In a recent book chapter we discussed new genotyping and sequencing technologies. Our concluding remarks haven´t changed so much – it seems that realtime detection of single molecules is still not possible; micro electropheresis based methods have already reached their limit while sequencing by hybridization has severe restrictions when it comes to de novo (or re-) sequencing of whole genomes. At least for research purpose I expect that whole genome re-sequencing will replace current SNP based disease mapping. So far, sequencing by synthesis seems to be one of the few HT methods that already works at that scale. The 454 platform consists of 3 consecutive steps:
- DNA library preparation starts with genomic DNA (after fragmentation and adaptor ligation the single-stranded template DNA libraries are isolated and assessed (takes ~4 hours)
- sstDNA is emulsificated, then amplified and recovered on beads before sequencing primer are being annealed (takes 1 day)
- After washing, so called PicoTiterPlates are prepared and a process started that looks like a combination of pyrosequencing reaction, correct me if I am wrong, a pyrophospate dependent enzyme cascade emitting light being recorded by a CCD camera that watches each of the ~200,000 holes (takes ~6 hours according to a recent paper in GenomXPress 2/06, figures at 454.com)
With an average read length of 100 bp and 200,000 fragments (resulting in 20 Mb) in 6 hours, the throughput is about 60fold compared to Sanger sequencing. The recent Neanderthal paper raises five arguments why the 454 sequencing platform is extremely well suited for analyses of bulk DNA extracted from ancient remains.
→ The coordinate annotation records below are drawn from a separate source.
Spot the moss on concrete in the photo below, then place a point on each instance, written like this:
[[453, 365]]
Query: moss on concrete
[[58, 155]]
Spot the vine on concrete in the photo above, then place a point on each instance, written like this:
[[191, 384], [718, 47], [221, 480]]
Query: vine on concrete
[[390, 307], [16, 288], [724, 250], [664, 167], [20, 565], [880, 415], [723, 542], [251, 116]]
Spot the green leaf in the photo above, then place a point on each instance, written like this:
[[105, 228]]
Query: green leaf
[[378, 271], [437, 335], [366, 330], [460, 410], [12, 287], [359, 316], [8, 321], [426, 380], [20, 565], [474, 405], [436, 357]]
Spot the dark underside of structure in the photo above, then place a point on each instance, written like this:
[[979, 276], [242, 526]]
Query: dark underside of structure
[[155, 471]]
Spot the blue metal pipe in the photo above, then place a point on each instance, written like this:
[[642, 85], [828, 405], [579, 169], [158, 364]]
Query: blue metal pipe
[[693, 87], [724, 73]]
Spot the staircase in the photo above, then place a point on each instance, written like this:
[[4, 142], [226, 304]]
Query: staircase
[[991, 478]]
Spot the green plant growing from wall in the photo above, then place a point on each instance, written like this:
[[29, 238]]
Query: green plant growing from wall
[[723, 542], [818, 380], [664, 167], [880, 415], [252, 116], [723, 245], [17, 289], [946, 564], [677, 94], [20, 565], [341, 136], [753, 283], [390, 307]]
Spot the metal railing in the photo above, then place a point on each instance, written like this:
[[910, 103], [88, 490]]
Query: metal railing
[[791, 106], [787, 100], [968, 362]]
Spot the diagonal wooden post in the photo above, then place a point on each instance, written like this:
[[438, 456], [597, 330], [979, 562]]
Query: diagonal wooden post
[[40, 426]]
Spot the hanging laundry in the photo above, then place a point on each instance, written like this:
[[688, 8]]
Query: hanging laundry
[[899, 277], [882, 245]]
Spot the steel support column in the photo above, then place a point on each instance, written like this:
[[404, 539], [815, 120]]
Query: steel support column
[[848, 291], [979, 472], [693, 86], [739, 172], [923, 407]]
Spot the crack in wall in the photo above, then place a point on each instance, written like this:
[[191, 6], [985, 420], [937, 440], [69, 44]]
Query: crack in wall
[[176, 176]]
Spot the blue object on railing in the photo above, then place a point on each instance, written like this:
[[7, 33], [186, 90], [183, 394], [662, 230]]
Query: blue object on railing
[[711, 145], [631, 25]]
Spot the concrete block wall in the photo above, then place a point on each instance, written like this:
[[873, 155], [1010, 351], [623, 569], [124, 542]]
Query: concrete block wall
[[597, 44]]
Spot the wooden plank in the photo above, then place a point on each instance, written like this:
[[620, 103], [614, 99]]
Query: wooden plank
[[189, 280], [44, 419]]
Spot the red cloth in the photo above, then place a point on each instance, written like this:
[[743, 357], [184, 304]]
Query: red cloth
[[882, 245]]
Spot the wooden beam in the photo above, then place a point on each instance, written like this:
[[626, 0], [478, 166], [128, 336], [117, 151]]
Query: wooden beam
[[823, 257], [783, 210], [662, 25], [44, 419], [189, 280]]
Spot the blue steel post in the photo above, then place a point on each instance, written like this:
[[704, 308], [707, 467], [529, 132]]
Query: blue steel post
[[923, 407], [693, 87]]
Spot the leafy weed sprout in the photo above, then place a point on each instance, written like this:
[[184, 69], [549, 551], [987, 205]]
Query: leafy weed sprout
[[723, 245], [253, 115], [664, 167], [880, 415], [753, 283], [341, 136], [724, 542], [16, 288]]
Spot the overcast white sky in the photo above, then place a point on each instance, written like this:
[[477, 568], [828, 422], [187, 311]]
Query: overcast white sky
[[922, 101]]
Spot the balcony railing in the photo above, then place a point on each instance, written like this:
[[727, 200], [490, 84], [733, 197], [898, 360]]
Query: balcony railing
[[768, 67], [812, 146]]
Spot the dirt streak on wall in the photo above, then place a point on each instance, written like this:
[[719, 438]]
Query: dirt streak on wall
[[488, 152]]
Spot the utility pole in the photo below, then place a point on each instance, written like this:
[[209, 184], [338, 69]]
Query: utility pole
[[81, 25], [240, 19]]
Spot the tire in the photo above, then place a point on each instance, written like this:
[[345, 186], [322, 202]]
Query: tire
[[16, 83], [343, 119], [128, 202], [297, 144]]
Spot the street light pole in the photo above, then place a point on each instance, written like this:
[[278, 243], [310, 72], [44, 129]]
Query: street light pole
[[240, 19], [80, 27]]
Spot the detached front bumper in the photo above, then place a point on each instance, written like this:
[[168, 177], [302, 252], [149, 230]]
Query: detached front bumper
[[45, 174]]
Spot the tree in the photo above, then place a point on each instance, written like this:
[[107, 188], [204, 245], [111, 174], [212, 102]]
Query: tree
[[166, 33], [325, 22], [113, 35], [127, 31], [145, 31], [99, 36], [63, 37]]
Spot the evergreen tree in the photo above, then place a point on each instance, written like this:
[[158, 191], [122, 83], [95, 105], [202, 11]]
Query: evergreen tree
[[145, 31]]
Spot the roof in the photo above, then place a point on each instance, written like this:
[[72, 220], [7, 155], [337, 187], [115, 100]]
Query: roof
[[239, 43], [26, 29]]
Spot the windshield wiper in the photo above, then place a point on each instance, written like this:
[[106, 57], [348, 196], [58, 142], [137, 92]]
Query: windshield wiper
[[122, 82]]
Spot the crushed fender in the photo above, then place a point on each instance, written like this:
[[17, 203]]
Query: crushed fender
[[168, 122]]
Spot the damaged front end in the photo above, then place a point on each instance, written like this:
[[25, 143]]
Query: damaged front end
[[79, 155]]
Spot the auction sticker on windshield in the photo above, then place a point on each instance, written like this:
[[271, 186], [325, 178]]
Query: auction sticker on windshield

- … it circumvents bacterial cloning, in which the vast majority of initial template molecules are lost during transformation and establishment of clones.
- … because each molecule is amplified in isolation from other molecules it also precludes template competition, which frequently occurs when large numbers of different DNA fragments are amplified together.
- … its current read length of 100–200 nucleotides covers the average length of the DNA preserved in most fossils.
- … it generates hundreds of thousands of reads per run, which is crucial because the majority of the DNA recovered from fossils is generally not derived from the fossil species, but rather from organisms that have colonized the organism after its death.
- … because each sequenced product stems from just one original single-stranded template molecule of known orientation, the DNA strand from which the sequence is derived is known. This provides an advantage over traditional PCR from double-stranded templates, in which the template strand is not known, because the frequency of different nucleotide misincorporations can be deduced … damage that affects different bases differently.
Except of the low read length most of these observations would benefit large scale resequencing projects in human individuals. My main point for starting ASAP resequencing projects: So far we have not achieved a dense resolution of the genome while deep resequencing project (for example at the CRP locus) got astonishing results. We do not even know what is going on in the “noncoding” regions. Finally deletions and CNVs have been largely neglected – another look at this question in the EJHG.
The question remains, what does 454 mean – my inquiry is still pending. As far as I know 0815 was a machine gun in World War I and is a synomym for something repeatedly boring while 4911 is a street number and stands for a perfume. Yea, yea.